Drawing By Tommy Hocking, fan art from Simpsons Comics #22.
"It's rich in bunly goodness."
--Lunchlady Doris, to Lisa Simpson, after giving Lisa an empty hot dog bun for lunch (from "Lisa the Vegetarian" [3F03])
I met Doris on the set of "The Tracey Ullman Show" in 1987, where she was script supervisor. Sitting in a high director's chair with an open script in one hand and a cigarette in the other, Doris looked right at home in the midst of all the commotion. She seemed bemused by everything, and her funny, occasionally contrary comments on the proceedings cracked up the producers and actors - often prompting Tracey Ullman to reply with some deadpan remark delivered in a perfect imitation of Doris's gravelly voice. Doris was a real character, and everyone around her appreciated her for it.
When "The Simpsons" went into production as a series in 1989, Doris became the show's script supervisor. In those early, anxiety-ridden days before we went on the air, Doris blandly assured us all that the scripts were clever, so just calm down, dammit - always with a chuckle and a twinkle in her eye. Her calm, positive outlook did a lot to soothe my jangled nerves, and I made a point of sitting next to Doris during table readings of Simpsons scripts during the next five years. Table readings give the writers a chance to see which jokes work, and I always kept an eye on Doris, to see her reactions. She laughed a lot.
Doris soon became the only person in the history of the show to play a fictional character named after her - Lunchlady Doris. Her gruff, unsympathetic voice, so at odds with her personality, made Doris's lines all that much funnier to the writers and actors. A typical example: Yeardley Smith, playing Lisa, asks "Ah, excuse me? Isn't there anything here that doesn't have meat in it?" Lunch Lady Doris replies, loudly but with utter disdain: "Possibly the meatloaf."

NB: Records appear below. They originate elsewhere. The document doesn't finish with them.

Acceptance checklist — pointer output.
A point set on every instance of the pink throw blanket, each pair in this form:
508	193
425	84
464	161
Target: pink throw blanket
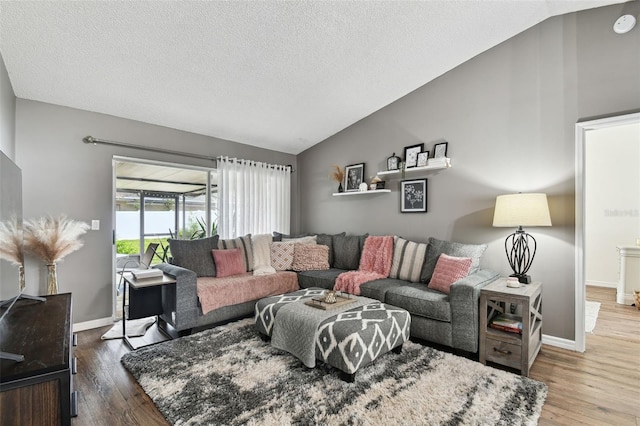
217	292
375	263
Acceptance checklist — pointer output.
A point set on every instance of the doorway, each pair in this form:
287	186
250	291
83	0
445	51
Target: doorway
153	202
584	133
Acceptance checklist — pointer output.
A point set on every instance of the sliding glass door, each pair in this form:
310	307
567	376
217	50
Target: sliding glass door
156	201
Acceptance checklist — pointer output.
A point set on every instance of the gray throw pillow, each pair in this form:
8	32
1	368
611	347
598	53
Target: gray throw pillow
327	240
277	236
347	250
195	255
437	247
245	246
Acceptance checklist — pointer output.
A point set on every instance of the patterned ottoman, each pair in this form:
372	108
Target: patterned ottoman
346	340
266	308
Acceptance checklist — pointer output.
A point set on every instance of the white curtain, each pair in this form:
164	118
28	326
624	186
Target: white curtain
253	198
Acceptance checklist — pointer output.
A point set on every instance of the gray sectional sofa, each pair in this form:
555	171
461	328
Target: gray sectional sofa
446	319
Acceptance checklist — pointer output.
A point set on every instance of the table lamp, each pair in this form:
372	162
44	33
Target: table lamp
518	210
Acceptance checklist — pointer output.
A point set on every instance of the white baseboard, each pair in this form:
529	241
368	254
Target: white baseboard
88	325
559	342
605	284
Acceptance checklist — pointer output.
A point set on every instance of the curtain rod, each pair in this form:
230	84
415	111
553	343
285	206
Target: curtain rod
221	158
95	141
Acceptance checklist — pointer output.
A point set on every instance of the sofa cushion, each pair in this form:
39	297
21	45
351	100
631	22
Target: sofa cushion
448	270
244	244
347	250
377	289
418	299
311	239
282	255
310	257
228	262
195	255
437	247
323	278
408	259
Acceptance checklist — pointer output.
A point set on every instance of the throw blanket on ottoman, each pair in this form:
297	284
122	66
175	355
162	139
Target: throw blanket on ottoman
296	328
375	263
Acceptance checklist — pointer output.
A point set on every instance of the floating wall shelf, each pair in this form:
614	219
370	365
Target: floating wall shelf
418	170
372	191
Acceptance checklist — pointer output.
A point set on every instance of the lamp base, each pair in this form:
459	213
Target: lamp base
522	278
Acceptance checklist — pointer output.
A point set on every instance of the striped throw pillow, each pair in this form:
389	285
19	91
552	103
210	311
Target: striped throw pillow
244	244
449	269
282	255
408	258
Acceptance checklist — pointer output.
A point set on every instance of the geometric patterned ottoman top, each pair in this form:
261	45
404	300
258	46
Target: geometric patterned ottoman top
347	340
266	308
358	336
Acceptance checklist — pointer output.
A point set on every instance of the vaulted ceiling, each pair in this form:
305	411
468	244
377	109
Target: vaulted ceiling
282	75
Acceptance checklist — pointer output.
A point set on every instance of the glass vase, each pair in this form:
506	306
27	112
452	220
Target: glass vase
21	277
52	279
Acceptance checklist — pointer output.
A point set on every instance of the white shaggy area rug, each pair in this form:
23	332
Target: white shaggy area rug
591	311
230	376
135	328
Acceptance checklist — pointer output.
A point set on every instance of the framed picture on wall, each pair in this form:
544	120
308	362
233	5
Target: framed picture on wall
423	158
440	150
353	177
411	154
414	196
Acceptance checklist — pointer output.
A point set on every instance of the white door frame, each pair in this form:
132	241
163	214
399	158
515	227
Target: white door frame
581	138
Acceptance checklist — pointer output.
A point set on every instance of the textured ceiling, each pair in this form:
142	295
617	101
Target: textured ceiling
274	74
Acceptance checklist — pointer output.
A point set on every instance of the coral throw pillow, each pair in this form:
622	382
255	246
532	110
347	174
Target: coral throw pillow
310	257
228	262
282	256
448	270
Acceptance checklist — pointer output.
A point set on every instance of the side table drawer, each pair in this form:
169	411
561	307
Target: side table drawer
503	353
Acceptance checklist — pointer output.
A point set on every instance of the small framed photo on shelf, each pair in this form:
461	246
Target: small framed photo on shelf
411	154
440	150
414	196
353	177
423	158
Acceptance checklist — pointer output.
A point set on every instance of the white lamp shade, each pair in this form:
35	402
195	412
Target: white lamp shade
521	210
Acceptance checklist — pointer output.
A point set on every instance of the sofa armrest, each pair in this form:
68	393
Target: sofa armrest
180	302
464	298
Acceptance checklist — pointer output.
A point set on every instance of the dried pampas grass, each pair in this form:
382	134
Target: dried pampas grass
11	241
337	174
51	239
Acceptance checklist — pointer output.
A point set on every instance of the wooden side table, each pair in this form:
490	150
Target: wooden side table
145	300
502	347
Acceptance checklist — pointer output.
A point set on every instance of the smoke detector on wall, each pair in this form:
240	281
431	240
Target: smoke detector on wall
624	24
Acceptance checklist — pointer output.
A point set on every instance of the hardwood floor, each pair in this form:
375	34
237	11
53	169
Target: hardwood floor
598	387
602	385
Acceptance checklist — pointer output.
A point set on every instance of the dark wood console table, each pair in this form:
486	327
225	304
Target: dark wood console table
38	390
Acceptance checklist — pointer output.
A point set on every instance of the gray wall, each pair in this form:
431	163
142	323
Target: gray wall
7	113
61	174
509	116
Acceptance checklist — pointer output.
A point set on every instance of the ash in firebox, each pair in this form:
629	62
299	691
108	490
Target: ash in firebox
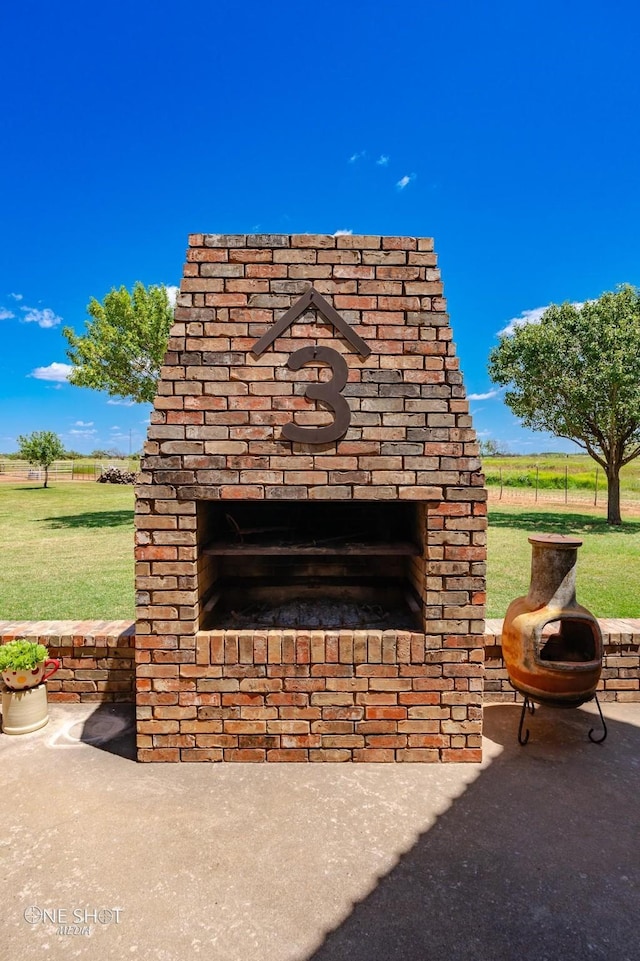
317	614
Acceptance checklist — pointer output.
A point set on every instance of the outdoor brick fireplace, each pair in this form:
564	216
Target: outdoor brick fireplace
310	547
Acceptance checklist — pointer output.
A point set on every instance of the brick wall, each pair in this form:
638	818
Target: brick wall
97	662
217	435
97	657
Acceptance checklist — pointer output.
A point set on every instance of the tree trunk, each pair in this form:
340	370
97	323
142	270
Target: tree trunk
613	496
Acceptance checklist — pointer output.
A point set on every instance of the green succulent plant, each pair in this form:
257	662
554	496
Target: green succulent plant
21	655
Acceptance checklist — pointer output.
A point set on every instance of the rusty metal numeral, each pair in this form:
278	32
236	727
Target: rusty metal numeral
328	392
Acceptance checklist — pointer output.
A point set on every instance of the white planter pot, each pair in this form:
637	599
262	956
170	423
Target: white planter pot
24	711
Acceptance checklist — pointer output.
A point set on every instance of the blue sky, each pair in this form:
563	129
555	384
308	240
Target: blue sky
506	130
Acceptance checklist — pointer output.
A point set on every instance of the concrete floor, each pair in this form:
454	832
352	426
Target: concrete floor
532	855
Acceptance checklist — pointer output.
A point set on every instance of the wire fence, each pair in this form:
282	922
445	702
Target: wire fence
62	470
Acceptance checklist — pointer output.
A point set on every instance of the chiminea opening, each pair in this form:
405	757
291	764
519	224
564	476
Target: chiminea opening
567	641
309	565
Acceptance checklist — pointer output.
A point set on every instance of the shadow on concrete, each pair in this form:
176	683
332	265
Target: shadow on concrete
538	859
111	728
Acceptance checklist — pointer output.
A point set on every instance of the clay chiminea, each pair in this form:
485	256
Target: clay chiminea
552	646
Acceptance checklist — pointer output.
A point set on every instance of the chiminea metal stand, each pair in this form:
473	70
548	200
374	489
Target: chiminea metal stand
552	646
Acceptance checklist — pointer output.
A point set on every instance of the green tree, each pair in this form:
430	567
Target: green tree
41	448
576	374
125	342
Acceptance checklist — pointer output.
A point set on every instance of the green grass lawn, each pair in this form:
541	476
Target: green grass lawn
608	573
67	552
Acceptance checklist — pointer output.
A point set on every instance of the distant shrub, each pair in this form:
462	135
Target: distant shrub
114	475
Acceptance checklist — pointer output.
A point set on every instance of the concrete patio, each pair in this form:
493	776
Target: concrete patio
531	855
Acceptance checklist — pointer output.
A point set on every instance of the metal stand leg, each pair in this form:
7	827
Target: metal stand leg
530	705
598	740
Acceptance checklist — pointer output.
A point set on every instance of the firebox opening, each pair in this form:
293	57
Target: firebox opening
567	640
310	565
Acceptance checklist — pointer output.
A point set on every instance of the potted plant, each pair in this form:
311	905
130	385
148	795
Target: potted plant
25	666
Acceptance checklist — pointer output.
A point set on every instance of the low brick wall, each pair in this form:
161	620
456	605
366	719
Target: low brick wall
98	657
98	665
620	679
313	696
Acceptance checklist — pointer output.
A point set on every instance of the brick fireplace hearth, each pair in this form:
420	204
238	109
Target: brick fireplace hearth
310	546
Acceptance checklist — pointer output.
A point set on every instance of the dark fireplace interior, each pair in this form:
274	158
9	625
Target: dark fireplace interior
311	565
567	640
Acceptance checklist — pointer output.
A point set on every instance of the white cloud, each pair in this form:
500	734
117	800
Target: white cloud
43	318
528	317
490	394
59	373
405	181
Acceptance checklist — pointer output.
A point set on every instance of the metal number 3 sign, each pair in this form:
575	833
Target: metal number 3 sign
328	392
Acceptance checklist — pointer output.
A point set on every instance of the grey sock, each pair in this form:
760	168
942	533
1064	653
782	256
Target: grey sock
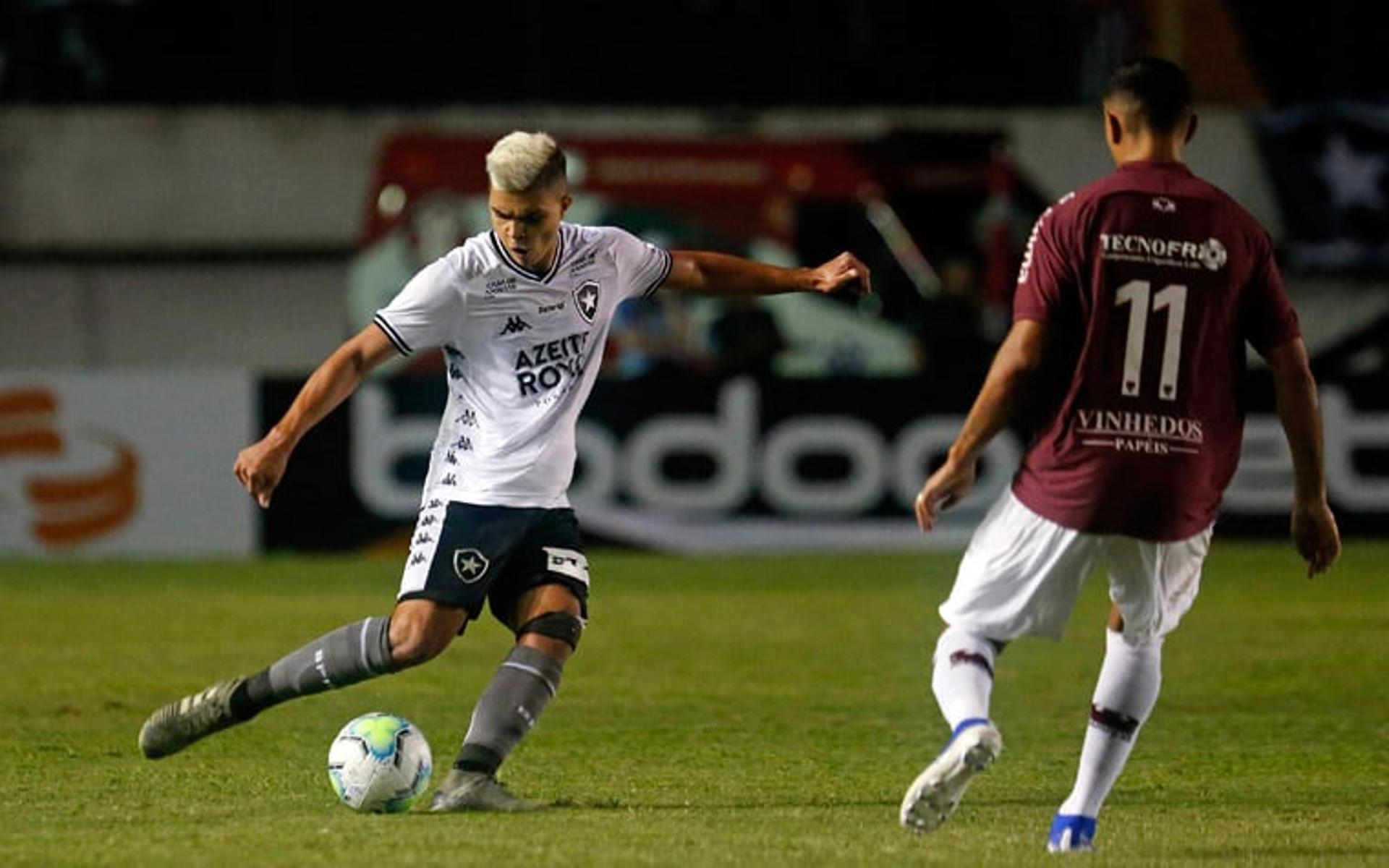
522	686
347	656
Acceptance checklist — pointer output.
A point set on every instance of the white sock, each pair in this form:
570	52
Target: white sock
963	676
1124	696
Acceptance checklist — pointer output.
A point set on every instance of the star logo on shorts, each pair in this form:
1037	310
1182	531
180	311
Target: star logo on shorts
469	564
587	299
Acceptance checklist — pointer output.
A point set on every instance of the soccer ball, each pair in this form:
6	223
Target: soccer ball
380	763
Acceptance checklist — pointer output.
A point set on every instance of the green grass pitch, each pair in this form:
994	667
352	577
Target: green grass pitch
739	712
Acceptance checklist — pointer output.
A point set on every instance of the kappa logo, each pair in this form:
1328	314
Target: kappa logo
470	566
587	299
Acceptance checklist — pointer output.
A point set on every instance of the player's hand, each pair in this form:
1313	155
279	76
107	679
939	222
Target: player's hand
1316	535
845	271
260	467
943	489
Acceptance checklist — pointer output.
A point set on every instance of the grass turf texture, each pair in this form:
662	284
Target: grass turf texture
763	710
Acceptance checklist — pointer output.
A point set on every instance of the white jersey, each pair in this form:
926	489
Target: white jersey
522	352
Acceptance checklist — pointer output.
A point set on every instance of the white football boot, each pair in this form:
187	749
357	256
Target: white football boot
935	793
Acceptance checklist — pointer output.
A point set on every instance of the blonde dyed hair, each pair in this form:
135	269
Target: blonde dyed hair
525	161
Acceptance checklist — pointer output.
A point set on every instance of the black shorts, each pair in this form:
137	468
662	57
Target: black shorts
463	553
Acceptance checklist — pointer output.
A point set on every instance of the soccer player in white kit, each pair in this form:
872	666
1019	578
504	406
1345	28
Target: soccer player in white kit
521	314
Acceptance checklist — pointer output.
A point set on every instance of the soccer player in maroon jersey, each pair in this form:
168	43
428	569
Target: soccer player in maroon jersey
1134	305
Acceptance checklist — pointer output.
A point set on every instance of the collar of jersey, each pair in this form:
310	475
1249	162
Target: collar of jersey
522	270
1173	166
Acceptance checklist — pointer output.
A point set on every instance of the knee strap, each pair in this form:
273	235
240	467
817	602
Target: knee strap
555	625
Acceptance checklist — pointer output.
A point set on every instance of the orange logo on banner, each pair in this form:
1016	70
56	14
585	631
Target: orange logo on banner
69	507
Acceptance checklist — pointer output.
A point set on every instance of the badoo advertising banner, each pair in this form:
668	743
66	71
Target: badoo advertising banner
696	464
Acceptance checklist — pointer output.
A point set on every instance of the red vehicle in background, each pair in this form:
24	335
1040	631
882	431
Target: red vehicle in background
940	217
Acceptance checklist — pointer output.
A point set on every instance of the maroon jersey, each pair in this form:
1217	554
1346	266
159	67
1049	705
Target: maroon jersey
1150	282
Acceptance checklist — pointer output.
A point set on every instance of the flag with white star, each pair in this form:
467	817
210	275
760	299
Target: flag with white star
1330	167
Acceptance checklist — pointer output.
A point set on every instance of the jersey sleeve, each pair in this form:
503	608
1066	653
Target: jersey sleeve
1046	270
1268	317
642	265
424	312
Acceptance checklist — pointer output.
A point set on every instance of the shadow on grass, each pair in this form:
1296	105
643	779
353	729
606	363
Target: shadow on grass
621	804
1233	853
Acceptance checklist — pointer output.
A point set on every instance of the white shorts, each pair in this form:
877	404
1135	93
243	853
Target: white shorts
1023	574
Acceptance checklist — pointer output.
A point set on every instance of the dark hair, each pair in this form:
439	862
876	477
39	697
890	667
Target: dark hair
1158	87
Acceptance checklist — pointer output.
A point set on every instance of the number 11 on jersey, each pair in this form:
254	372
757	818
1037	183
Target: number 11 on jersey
1137	295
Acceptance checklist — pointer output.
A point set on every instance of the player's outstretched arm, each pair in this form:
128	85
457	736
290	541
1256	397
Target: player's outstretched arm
700	271
993	409
1313	524
260	466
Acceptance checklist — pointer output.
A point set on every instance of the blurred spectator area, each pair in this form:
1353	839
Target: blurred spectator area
710	52
206	184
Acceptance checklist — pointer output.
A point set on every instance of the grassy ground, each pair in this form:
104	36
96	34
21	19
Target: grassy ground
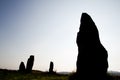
35	75
38	75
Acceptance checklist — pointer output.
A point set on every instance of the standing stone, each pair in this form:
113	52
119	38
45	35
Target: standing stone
30	63
51	67
22	67
92	61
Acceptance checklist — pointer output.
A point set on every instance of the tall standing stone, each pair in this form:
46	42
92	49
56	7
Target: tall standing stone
51	67
30	63
92	61
22	67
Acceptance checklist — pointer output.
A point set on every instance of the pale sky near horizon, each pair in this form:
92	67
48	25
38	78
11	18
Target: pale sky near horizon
47	29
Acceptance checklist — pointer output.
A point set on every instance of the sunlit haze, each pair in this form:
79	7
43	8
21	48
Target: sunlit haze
47	29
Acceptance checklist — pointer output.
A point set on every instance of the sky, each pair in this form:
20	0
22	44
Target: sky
47	29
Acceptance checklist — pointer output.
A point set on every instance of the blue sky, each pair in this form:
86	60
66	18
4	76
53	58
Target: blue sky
47	29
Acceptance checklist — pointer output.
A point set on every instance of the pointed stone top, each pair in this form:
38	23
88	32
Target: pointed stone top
85	18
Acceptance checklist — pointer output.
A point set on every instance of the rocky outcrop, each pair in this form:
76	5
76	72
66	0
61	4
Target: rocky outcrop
92	61
30	63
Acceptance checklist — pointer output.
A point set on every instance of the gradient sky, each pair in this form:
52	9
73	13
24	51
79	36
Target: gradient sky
47	29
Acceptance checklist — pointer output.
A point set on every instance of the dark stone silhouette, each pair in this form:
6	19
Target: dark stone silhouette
30	63
22	67
92	61
51	67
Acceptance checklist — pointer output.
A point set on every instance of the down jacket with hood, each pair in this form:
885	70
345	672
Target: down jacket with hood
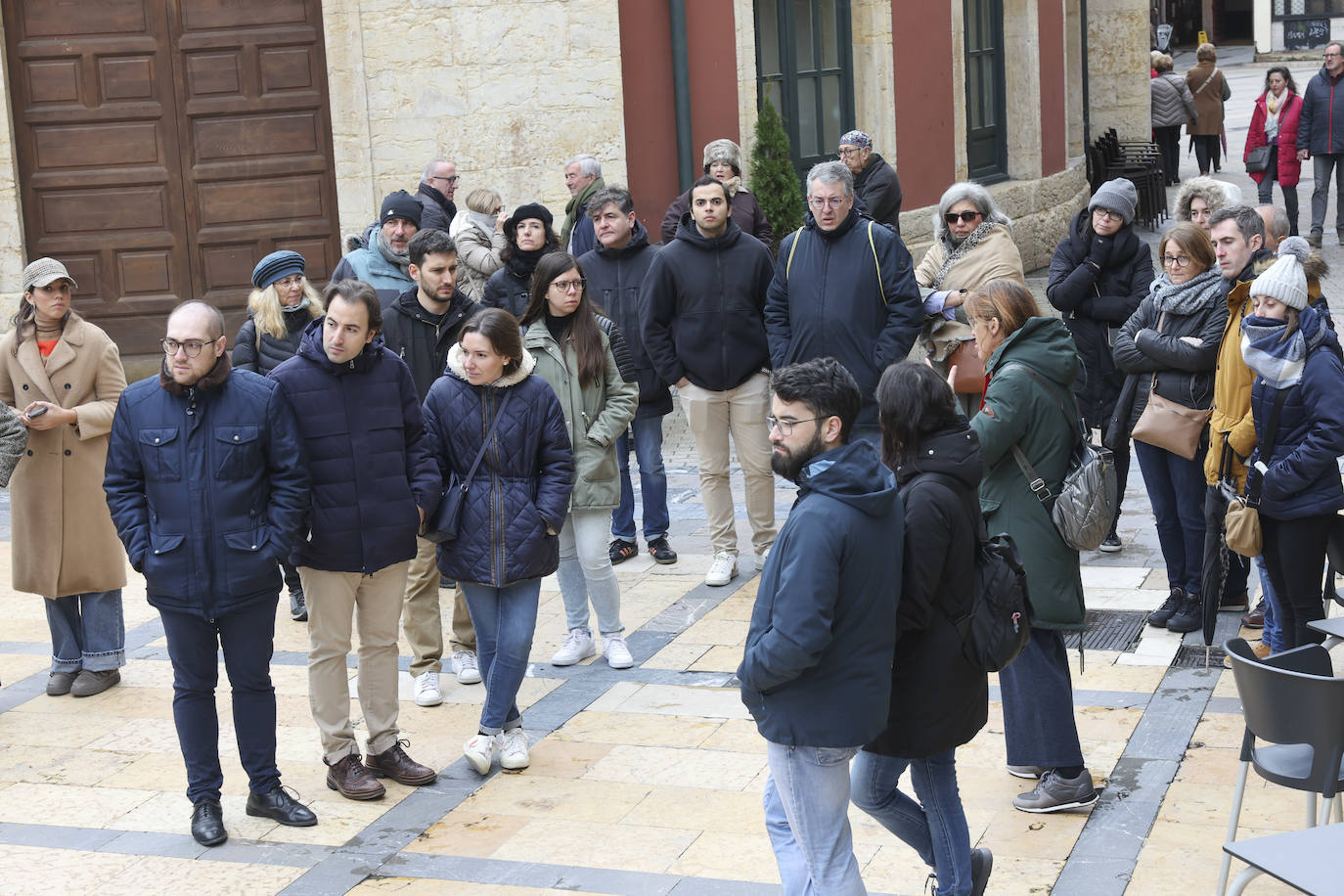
1097	302
938	700
816	669
520	496
367	454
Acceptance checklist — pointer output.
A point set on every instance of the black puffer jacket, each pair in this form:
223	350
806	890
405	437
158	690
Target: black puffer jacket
1095	304
1185	373
938	700
273	351
412	334
614	277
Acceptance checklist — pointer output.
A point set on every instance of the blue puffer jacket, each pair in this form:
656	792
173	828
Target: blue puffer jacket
367	453
1303	477
208	489
520	493
816	670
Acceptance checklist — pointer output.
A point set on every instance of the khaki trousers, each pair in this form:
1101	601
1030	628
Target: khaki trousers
421	618
373	604
712	417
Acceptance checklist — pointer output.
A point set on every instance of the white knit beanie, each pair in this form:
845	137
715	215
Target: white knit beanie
1283	280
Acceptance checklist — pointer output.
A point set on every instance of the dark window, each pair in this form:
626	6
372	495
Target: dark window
987	133
805	67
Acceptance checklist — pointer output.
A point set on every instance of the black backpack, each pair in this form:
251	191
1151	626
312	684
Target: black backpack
996	623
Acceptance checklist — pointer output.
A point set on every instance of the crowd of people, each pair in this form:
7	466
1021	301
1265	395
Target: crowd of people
459	406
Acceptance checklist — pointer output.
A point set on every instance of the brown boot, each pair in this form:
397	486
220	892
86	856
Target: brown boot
351	778
394	763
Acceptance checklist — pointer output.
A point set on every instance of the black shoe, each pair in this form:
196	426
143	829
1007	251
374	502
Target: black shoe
207	823
1161	615
280	806
1189	617
297	606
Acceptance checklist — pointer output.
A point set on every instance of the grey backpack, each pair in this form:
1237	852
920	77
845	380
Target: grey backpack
1086	503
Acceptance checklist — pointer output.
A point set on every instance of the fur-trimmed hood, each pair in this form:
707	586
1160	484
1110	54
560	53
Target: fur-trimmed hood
459	370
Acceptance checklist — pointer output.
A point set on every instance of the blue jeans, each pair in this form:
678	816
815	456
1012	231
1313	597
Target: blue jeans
807	802
247	640
1176	490
87	632
935	827
653	481
504	619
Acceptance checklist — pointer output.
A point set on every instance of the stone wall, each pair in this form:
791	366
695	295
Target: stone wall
510	94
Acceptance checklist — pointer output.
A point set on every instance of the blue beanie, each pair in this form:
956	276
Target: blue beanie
277	266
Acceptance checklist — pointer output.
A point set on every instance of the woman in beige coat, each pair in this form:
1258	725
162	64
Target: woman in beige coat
64	377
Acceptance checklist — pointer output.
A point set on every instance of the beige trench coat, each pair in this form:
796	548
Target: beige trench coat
64	538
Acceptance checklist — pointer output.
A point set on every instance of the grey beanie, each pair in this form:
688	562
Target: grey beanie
1283	280
1116	195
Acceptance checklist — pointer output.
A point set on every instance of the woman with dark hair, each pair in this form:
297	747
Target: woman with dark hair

After three years as script supervisor on "The Simpsons," Doris retired - to pursue acting, as she marvelled to me one morning. Among other jobs, Doris acted in Eddie Murphy's "The Distinguished Gentleman" and in former Simpsons writer Wallace Wolodarsky's "Coldblooded." She also did the voice of Makeup Lady Doris on Simpsons producers Mike Reiss and Al Jean's "The Critic," and you can hear her in the movie "Babe."
I had another connection to Doris, because I was good friends with her niece, the clothing designer Claudia Grau. (Claudia and my wife used to be housemates. It's a small world.) To Claudia, Doris was Aunt Dossy, "who always did things her own way and in her own style - and I really loved her for it." Claudia told me Doris was born in Brooklyn and grew up in Los Angeles, and that she'd been a script supervisor on tons of movies and TV shows (like Woody Allen's "sleeper" and Cheers"). She remembers Doris giving her an autographed copy of Elvis's "Blue Hawaii" album as a child, but just as vivid to Claudia were "all the different colors of bright red lipstick she kissed me in." Claudia also took great delight in watching Doris at Simpsons parties: "It was fun to see her with a cigarette and a bourbon and all these people gathered around her - she was practically holding court."
In December, Doris's emphysema got the better of her, and her health declined rapidly. On December 30, she died. Her friends all said she wanted absolutely no fuss made over her after she was gone, which of course is typical of Doris. Everyone at "The Simpsons" is saddened by her death, and we'll all miss her.